1. A rolling bearing device comprising two races able to rotate relative to one another and at least one seal attached to one of the races and provided with an active portion designed to interact with a sensor element to detect a parameter of rotation of the active portion, characterized in that it comprises, at least on one side of the rolling bearing, a groove made in the outer race and a groove made in the inner race, said grooves being substantially coplanar, the seal being mounted in one of the grooves of one of the races and interacting with at least a portion of the other groove of the other race in order to provide a dynamic seal.

2. The device as claimed in claim 1, wherein the seal comprises a sealing portion formed in a material different from the material of the active portion.

3. The device as claimed in claim 1, wherein the seal is attached to the outer race.

4. The device as claimed in claim 1, wherein the seal is attached to the inner race.

5. The device as claimed in claim 1, wherein the seal comprises a deflection portion in order to provide a recirculation of lubricant.

6. The device as claimed in claim 1, wherein the seal comprises a lip in contact with at least a portion of the groove of the other race and/or at least a portion forming a narrow passageway with a portion of the groove of the other race.

7. The device as claimed in claim 1, wherein the seal comprises a framework forming the active portion, covered with a flexible material providing the seal, said framework providing the rigidity of the device.

8. The device as claimed in claim 1, wherein the active portion is magnetized.

9. The device as claimed in claim 1, wherein the active portion is magnetizable.

10. The device as claimed in claim 1, wherein the active portion is ferromagnetic.

11. The device as claimed in claim 1, wherein the active portion comprises a matrix of synthetic material filled with a powder of magnetized or magnetizable material.
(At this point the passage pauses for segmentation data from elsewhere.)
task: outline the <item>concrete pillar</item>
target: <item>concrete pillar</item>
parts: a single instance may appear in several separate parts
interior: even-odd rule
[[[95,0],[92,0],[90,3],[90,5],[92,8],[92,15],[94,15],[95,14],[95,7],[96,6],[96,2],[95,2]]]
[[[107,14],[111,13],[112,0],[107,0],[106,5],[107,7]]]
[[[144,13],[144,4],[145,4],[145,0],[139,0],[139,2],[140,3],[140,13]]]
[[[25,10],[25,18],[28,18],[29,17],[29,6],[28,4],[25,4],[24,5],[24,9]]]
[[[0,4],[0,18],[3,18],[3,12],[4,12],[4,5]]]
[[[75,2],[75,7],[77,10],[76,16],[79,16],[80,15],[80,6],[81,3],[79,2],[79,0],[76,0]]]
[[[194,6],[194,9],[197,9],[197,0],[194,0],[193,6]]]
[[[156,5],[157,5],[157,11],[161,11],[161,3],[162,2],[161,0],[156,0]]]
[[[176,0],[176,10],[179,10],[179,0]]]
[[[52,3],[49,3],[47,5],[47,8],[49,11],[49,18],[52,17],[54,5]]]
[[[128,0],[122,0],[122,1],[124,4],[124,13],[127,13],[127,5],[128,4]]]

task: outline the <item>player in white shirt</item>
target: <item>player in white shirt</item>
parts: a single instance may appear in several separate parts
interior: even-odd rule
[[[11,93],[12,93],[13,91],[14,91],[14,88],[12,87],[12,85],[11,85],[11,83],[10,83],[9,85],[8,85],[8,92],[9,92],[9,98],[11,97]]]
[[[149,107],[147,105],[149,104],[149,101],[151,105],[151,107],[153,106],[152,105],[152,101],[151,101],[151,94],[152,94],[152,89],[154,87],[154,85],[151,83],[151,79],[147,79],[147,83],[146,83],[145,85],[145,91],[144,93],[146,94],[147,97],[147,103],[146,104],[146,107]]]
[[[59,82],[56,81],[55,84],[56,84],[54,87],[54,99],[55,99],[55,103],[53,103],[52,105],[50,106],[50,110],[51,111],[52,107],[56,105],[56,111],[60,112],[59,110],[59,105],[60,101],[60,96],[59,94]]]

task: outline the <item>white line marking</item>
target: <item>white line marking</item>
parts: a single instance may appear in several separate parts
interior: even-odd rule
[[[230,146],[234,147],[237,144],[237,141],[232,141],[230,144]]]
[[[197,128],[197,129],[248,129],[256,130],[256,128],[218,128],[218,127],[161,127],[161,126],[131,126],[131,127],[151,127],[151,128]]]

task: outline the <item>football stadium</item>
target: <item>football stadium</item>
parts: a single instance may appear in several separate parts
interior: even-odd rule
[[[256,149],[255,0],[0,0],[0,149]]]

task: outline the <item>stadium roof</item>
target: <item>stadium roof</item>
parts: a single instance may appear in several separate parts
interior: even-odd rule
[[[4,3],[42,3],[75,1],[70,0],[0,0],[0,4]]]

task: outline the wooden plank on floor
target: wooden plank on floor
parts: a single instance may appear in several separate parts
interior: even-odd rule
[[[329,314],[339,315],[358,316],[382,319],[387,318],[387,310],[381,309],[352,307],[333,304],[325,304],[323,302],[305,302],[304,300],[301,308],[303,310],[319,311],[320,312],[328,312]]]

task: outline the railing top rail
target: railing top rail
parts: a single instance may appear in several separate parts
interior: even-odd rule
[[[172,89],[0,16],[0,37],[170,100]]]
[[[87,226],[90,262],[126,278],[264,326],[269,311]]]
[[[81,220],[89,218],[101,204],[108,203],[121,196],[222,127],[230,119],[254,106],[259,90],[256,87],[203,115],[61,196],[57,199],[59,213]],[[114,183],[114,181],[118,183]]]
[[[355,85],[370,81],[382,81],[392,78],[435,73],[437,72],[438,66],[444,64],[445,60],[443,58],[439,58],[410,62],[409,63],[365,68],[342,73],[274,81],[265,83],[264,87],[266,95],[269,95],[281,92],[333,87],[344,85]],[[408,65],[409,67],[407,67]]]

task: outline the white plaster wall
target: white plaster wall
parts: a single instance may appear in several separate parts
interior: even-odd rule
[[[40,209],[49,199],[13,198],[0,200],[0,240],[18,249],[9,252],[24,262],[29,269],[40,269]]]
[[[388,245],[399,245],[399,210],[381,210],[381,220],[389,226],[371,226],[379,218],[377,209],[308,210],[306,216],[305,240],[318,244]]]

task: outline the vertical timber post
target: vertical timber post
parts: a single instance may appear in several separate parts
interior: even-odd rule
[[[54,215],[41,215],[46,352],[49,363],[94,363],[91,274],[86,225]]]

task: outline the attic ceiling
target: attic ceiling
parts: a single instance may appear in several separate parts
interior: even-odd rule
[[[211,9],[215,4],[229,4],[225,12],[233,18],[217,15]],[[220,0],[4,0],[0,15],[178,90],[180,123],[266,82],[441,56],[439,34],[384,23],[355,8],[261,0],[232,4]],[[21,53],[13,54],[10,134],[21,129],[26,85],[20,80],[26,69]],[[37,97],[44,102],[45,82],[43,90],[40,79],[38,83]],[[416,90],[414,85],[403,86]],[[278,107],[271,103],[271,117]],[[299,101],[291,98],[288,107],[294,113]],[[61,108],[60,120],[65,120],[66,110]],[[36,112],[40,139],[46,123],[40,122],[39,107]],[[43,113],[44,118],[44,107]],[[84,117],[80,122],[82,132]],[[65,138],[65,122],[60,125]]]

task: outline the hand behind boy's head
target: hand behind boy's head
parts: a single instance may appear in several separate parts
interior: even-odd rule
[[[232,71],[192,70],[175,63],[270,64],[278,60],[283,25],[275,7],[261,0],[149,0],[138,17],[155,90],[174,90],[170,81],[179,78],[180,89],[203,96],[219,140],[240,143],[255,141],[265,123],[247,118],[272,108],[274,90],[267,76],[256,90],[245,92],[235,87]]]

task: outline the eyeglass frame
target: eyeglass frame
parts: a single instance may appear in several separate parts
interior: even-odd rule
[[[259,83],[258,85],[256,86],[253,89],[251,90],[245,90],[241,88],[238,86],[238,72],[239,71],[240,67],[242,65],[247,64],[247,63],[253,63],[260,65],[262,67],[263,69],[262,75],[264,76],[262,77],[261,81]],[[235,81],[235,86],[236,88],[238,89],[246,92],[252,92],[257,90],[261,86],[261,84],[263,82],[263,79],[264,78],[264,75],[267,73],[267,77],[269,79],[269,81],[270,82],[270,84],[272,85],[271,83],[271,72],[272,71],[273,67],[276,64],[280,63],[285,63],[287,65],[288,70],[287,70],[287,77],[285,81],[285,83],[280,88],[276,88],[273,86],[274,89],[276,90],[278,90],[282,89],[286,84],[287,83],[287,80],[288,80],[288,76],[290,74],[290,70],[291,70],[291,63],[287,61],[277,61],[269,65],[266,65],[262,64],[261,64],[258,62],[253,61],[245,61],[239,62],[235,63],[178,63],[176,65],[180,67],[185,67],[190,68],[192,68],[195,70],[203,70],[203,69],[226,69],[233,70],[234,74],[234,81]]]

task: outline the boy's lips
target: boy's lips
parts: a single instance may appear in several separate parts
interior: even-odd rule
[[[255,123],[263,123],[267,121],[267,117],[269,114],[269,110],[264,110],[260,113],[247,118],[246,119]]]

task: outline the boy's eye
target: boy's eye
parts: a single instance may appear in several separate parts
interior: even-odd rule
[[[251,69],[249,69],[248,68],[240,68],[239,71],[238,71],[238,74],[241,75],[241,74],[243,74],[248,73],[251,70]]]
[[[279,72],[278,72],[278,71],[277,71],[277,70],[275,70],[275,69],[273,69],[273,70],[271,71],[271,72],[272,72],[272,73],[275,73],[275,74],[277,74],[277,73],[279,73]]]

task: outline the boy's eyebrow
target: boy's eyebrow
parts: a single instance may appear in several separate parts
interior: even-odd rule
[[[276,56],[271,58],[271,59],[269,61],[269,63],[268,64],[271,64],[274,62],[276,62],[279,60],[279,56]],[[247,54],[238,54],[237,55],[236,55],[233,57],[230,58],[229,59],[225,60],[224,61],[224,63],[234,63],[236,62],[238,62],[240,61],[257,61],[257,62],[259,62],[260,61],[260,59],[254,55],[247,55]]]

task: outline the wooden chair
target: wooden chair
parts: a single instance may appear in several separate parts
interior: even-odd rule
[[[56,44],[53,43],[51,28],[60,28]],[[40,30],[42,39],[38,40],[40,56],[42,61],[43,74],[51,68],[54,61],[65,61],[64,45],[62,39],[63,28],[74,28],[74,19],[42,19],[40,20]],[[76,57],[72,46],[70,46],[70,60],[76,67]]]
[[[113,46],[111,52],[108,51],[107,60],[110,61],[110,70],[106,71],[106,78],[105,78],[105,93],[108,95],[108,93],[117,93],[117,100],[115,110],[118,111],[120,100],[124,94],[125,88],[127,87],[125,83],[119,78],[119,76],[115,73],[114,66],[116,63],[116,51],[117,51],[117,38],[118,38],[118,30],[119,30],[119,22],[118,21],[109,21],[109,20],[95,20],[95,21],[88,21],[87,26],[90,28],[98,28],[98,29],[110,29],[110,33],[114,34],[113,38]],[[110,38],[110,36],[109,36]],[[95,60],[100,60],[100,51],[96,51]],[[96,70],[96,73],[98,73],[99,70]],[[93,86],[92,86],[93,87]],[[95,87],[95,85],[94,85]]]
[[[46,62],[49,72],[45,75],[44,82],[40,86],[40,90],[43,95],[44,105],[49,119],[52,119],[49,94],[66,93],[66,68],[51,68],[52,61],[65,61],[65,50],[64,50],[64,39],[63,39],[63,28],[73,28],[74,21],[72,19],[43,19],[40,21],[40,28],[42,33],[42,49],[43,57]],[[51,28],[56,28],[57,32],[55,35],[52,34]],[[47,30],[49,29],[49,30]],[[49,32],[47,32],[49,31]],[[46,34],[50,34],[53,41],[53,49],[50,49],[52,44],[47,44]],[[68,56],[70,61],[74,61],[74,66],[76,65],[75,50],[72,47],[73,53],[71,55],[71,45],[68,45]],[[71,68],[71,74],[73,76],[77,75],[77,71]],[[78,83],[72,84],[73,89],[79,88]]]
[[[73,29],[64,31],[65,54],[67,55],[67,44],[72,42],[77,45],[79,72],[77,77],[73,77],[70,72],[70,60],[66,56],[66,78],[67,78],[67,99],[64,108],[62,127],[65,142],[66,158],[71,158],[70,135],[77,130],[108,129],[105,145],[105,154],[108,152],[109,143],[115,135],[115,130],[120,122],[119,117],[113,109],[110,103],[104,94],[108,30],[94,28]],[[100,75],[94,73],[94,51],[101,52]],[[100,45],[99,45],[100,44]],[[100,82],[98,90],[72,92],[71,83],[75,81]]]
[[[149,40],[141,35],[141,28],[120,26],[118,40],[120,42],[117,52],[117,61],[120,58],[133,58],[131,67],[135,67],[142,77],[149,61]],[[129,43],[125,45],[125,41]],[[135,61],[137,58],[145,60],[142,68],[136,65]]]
12. The device as claimed in claim 11, wherein the matrix comprises a thermoplastic material having a softening temperature greater than 180° C.

13. The device as claimed in claim 11, wherein the matrix comprises a material chosen from the group comprising: polyamide, polyimide, polyethylene-ether-sulfone.

14. The device as claimed in claim 1, further comprising two grooves made in the outer race on one side and, on the other, rolling elements and two grooves made in the inner race on one side and, on the other, rolling elements, the groove of the inner race and the groove of the outer race placed on the same side being substantially coplanar, the device comprising two seals, each mounted in one of the grooves of one of the sides and interacting with the other groove of the other race on the same side.

15. A rotating machine comprising a device as claimed in claim 1, placed between a fixed support and a rotating part.